Building Leaders on and Off the Field

Support of coaching staff has empowered students to actively participate and even take on leadership roles in peaceful protests across the country.  

  • Athletes at the University of Texas have petitioned the school to rename specific campus buildings and choose a new school song to remove ties to racism.
  • Clemson football players led a peaceful protest at Bowman Field, while other players joined in petitioning the university to rename buildings to remove racist ties.  
  • Players at Florida State called out their coach via social media, exposing the lack of truth in his media statement on having individual conversations with players.  The concentrated effort paid off and the coach apologized in a team meeting as well as making a second, more truthful media release.  
  • Missouri football players led a peaceful protest, marching from campus to the courthouse to register to vote. The team was celebrated in the community for their efforts and leadership. But only five years ago players petitioning to dismiss the university president over his casual stance on racial injustice on campus received death threats.  
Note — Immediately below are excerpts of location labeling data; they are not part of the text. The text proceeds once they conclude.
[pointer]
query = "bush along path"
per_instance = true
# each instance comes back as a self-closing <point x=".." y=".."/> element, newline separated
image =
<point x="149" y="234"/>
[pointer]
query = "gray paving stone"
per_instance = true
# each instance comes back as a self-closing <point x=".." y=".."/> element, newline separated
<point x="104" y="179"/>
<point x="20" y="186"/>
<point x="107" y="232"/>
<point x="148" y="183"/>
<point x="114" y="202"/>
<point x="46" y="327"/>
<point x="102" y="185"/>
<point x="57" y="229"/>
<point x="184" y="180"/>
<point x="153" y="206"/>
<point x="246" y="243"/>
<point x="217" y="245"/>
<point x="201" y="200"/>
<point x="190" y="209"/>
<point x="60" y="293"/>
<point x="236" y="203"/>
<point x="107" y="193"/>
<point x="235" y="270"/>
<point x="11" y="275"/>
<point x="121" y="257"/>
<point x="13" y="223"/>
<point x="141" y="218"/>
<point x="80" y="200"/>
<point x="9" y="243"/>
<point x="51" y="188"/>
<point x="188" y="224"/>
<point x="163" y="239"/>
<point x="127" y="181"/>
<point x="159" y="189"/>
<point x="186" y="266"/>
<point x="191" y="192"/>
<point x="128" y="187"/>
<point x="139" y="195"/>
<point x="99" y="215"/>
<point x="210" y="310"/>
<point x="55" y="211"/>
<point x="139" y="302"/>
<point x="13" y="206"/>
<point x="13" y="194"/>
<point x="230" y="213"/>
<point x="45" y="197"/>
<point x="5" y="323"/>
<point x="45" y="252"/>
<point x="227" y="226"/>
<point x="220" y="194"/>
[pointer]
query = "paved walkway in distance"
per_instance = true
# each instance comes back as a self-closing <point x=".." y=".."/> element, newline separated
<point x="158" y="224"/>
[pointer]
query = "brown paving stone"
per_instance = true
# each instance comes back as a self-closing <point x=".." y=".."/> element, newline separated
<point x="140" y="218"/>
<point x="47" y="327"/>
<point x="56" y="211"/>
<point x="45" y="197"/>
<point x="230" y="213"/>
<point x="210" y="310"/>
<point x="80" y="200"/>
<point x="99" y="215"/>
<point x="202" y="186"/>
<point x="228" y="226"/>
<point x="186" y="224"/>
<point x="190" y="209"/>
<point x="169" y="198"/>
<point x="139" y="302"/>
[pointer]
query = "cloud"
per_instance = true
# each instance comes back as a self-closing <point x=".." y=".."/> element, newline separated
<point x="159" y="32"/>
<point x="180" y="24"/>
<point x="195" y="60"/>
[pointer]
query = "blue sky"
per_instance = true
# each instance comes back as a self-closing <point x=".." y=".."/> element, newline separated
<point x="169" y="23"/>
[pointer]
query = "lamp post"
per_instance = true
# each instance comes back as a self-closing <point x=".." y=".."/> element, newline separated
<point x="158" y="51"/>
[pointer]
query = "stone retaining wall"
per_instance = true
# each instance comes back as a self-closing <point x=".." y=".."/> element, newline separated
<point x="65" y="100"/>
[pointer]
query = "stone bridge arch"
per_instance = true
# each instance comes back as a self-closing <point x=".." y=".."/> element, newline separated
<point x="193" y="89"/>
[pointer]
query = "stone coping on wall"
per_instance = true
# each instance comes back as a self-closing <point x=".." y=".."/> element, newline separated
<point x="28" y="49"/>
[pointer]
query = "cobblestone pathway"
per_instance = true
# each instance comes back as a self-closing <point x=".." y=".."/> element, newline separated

Changing the Course of History

One powerful outcome of coaches supporting equality is the privilege student-athletes are receiving. The newly elevated status is building traction for the next generation of social justice warriors. It is creating opportunities to move away from the ‘shut up and play your sport’ attitude that many patrons carry and shifting the emphasis to causes that impact players both personally and professionally.  

Prominent coaches speaking out in the news and media are calling attention to the fact that their players are people. Supporting their efforts on the field is as important as supporting their development as citizens. Matters that are important to players are becoming important to coaches. In turn, the coaches are relaying those messages to donors and school leaders in powerful public statements.  

In cases where the coaching staff is not outspoken publicly in support of players’ concerns, student-athlete leaders are utilizing social media as a platform to create change within their organizations. Players are trained on how to engage on social media and are often highly monitored by team staff. This training is working for the benefit of the players in their ability to vocalize needed reforms on their particular teams.  

In the words of Mahatma Gandhi, they are being the change they wish to see in the world.   

This development sets the stage for the next great shift in collegiate sports. Multiple states are reviewing whether or not to allow college athletes to financially benefit from their likeness and abilities.